The Mysterious Death of E.A. Poe - Baltimore's Restless Poet By William Connery
The following letter was found in an old trunk in Paris by a colleague of mine. It was written by a French police investigator, one Monsieur Dauphin, who had apparently become acquainted with Edgar Allan Poe while on holiday in America. My colleague has refused to send the original and may have taken certain liberties in his translation to suit modern English--or possibly to suit himself. It is a curious document and may shed some light on the death of the poet.
January 1, 1850
Happy New Year and greetings from the fair city of Baltimore. I have been searching here for several months, trying to shed light upon the untimely (and, I must admit, exceedingly strange) demise of our mutual friend, M. Poe. I will relate some of Edgar's background, which may be unknown to you, so that possibly with our combined intellects we might unravel how such a man of letters came to such a miserable end.

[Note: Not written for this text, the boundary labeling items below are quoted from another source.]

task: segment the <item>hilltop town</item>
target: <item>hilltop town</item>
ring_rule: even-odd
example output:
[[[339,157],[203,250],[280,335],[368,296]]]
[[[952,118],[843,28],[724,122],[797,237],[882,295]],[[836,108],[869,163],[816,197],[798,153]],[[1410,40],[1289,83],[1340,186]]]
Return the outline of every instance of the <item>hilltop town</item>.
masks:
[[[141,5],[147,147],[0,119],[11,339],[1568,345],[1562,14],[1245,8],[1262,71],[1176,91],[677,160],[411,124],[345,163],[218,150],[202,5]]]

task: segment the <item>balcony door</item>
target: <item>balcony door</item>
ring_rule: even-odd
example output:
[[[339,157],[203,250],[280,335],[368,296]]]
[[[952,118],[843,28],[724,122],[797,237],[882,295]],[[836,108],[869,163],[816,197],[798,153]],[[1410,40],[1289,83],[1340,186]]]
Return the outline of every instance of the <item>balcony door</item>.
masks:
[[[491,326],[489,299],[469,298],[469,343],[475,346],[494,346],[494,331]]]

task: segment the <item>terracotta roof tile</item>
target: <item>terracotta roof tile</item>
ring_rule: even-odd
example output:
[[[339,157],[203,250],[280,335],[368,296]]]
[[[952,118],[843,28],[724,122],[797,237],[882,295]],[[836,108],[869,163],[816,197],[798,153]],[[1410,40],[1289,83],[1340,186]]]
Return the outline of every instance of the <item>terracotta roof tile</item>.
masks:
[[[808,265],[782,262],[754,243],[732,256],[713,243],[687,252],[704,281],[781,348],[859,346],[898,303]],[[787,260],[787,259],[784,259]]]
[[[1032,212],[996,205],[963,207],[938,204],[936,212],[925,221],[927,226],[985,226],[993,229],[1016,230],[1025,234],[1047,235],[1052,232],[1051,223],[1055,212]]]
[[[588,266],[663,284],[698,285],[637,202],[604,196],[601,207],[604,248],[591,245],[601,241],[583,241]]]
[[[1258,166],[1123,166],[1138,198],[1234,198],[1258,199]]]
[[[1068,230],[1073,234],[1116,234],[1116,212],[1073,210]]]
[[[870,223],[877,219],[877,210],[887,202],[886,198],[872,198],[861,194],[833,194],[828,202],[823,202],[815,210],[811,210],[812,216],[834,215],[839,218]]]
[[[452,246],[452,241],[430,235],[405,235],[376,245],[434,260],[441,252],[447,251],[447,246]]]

As we both know, whenever someone asked Edgar about his origins, he was fond of declaring himself a Virginia gentleman. But if asked about his birthplace, Edgar scorned Boston, where he was delivered, and claimed Baltimore instead. I believe this peculiarity was due to his family's Baltimore roots.
Poe's great-grandfather John Poe came from Ireland to settle in Baltimore in 1755. John's son, David Poe Sr., grew up in Baltimore, where he became a respected businessman. Upon the outbreak of the Revolutionary War, he sided with the rebels.
In 1779 he was commissioned as assistant deputy quartermaster general for the City of Baltimore. His military rank was major, but he was affectionately known as General Poe. He believed in the cause so much, he spent $40,000 to provide supplies for the Revolution. When General Lafayette visited the United States in 1824, he related how David Poe had sent $500 to help feed and clothe his troops, and how Mrs. Poe had helped to make five hundred pairs of pants for them.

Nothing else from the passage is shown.